日本、韓国、ベトナムなど東アジアの国々は中国の影響を強く受けています。宗教にしてもそれは同じ。つまり日本に入ってきた仏教は、「中華味の仏教」なのです。
あなたも海外旅行に行った際、外国人がつくる日本料理を食べて「ん? なんか違う」と感じたことがあるでしょう。それはたいてい現地に住んでいるアジア人が経営する店だからです。
もしも欧米人が、現地で日本料理店を経営する中国人に「スシの握り方」を習ったとしたら、それは本来の寿司とは、かなり違うものになるはずです。
これと同じく中国の仏教は、インド発祥のもともとの仏教とは異なります。インドで生まれた初期仏教から枝分かれした大乗仏教が主に東アジアに広がったのですが、中国にきた時点で、孔子を祖とする儒教や、古代からある民間信仰に道家の思想を合わせた道教が混ざり合ったものになりました。中華味の仏教の誕生です。

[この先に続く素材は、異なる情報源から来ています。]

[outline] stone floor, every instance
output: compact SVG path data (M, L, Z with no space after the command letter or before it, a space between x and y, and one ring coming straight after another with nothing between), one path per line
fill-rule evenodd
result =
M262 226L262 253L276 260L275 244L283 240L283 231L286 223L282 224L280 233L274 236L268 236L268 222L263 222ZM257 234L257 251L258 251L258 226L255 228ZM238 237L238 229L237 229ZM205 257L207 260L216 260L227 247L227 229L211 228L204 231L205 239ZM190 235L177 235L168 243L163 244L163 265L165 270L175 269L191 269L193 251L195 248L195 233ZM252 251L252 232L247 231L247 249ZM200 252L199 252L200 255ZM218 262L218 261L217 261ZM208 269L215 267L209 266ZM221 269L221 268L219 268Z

中華味の仏教が日本にやってきて、もとからあった神道と混じり合ってできたのが日本の仏教ですから、本来の仏教とはいろいろと違っています。
たとえば、インドで仏教が生まれた頃、仏教の開創者であり悟りを開いた後は釈尊と呼ばれるガウタマ・シッダールタは、「男女を差別してはならない」と説いていました。
ところが中国に渡ると儒教の影響を受け、仏教は女性差別的なものになります。ゆえに日本に伝わった仏教の教えのなかには「女性の場合、男性に生まれ変わらないと成仏できない」と考える、変成男子という言葉があるのです。
また、中国では儒教の影響のため、仏教がより国家や皇帝の権威に近い位置づけになりました。
つけ加えておくと、伝来の過程で宗教が変化していく現象は、仏教に限った話ではありません。たとえば、中東のイスラム教と東南アジアのイスラム教とでは戒律の厳しさなどが違います。アラビア半島発祥のイスラム教が伝来する過程で、東南アジアでは現地の文化や宗教と融合していき、中東のような厳格さが失われた面があります。